Ma un italiano potrebbe comunque dire: c’è sempre il Pd. Qui entriamo in un altro drammatico equivoco. Chi oggi ha la pazienza di leggere la centesima lettera apostolica di Eugenio Scalfari (la cui più profonda natura narcisistica fu ben colta da Italo Calvino) sulla Repubblica di oggi, è costretto a deglutire la riproposizione di un errore storico di proporzioni drammatiche: la santificazione di Enrico Berlinguer.

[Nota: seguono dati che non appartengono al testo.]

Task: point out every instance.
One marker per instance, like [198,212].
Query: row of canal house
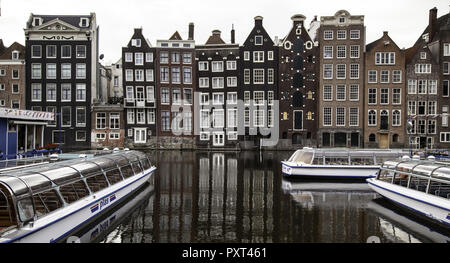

Ora, va detta una cosa di Berlinguer: fu un uomo in buonissima fede e coraggioso. Ma non capì l’Italia, come oggi non la capiscono né Scalfari né Repubblica. Se si guarda l’immagine della contromanifestazione antislaviniana di ieri della Sinistra milanese, essa è il contrario della sinistra di potere, istituzionale, autoritaria, dogmatica e paludata che venne fuori dal percorso berlingueriano e il cui campione è Napolitano Air Force. Oggi la sinistra di massa dell’Italia è più vicina alla frangia creativa, pacifista e avanguardista che venne fuori dal mondo dell’Autonomia che si separò dalla lotta armata. È la sinistra del giornale satirico Il Male, di Frigidaire, del mondo che scelse di fare militanza con la satira, i disegni, i testi teatrali ecc. Che poi fu l’area dell’Autonomia che incontrò molte anime del cristianesimo di base delle periferie italiane. Un’area mite, sconfitta più volte, ma che riesce sempre a reagire e a dialogare. È un tripudio di colori, pulsioni, danze e frizzi tenuto insieme dall’antiautoritarismo piuttosto che da un progetto politico di conquista del potere. Invece la dirigenza Pd è fatta dagli impiegati politici, da Zingaretti in giù, da coloro che vivono la politica come impiego non come lotta, fatica, dedizione, sacrificio. Infatti il problema, oggi che Di Maio sta “girando a democristiano di Base”, è chi interpreterà la rabbia del Paese che i Cinquestelle hanno sprecato per ignoranza. Ci aspettano tempi bui. Ascoltate con attenzione l’intervista rilasciata ieri a La 7 dal sostituto procuratore antimafia Di Matteo. Quella è l’Italia marcia in cui viviamo.
Per i pastori: un consiglio da amico: non autodenunciatevi. State attenti. Le chiacchiere vanno e vengono, gli atti giudiziari vengono solo e tutti sulla schiena.
Oggi è l’88esimo giorno di silenzio della Nuova Sardegna sulle legittime domande sulle procedure di laurea del Presidente della Sardegna.